Он не знал, что сказать в ответ, не было слов. Красавина, черноглазая брюнетка, в которую влюбился без памяти, страстная любовница, с которой ни холодный песок, ни холодные волны не страшны, и вдруг говорит такое! Да было ли что-то подобное в этом мире, фальшивом и подлом, прежде?! Да не снится ли ему все это?
— Ты молчишь? — спросила она.
— Габи, я тебе честно скажу… я не знаю, сплю я или наяву тебя вижу. Ты такая… такая, каких в этой жизни просто не бывает…
— Ты не спишь, Паша, я есть, и ничего странного тут нет. Я знаю, что красивая, но продаваться не хочу. Наверное, меня так воспитали или еще что… Я хочу только одного — любить и быть любимой.

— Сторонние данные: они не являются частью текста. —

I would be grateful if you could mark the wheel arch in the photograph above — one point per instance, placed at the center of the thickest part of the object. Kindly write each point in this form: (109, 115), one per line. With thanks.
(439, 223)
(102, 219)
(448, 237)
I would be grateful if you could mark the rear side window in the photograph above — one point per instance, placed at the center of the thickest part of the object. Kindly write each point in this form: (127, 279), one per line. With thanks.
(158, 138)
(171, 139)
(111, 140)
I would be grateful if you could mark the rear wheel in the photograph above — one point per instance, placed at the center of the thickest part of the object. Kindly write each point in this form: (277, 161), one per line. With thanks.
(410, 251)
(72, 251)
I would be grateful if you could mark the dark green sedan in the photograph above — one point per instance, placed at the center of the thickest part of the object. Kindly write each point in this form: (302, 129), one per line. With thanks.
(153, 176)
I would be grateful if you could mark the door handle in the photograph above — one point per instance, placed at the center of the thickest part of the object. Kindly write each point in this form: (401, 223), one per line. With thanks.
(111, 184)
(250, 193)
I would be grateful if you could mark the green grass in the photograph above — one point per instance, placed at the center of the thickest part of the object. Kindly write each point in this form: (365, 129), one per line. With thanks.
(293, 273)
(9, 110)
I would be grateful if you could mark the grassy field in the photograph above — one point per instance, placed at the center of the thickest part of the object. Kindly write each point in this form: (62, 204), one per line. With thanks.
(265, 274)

А деньги разве лучше? Они хоть кого-то сделали счастливым? Что же тут странного? Я давно сказала себе: «Буду с тем, кого сама хочу. А кого не хочу — с тем не буду».
— Все, Габи, пожалуйста, ничего больше не говори, прошу тебя. Иначе я просто буду целовать твои ноги и боготворить тебя. Я и так буду это делать, но… потом, когда мы побеседуем с бабушкой и останемся одни.
Она довольно улыбнулась и действительно замолчала. А он совсем запутался в своих мыслях. Красота продается сплошь и рядом, это самый ходовой товар. Безголосые певицы, тупые модели, бездарные актрисы известными становятся лишь потому, что умеют кого-то ублажать в сексуальном плане. Кого-то сильного в этом дьявольском мире, кто же этого не знает? На эти роли за ними выстроилась длинная очередь из тех, кто не сумел как следует ублажить благодетеля. Они раскаиваются, готовы исправить свои ошибки, а за ними стоят те, которые на все готовы, только бы им дали шанс. Какая же это мерзость!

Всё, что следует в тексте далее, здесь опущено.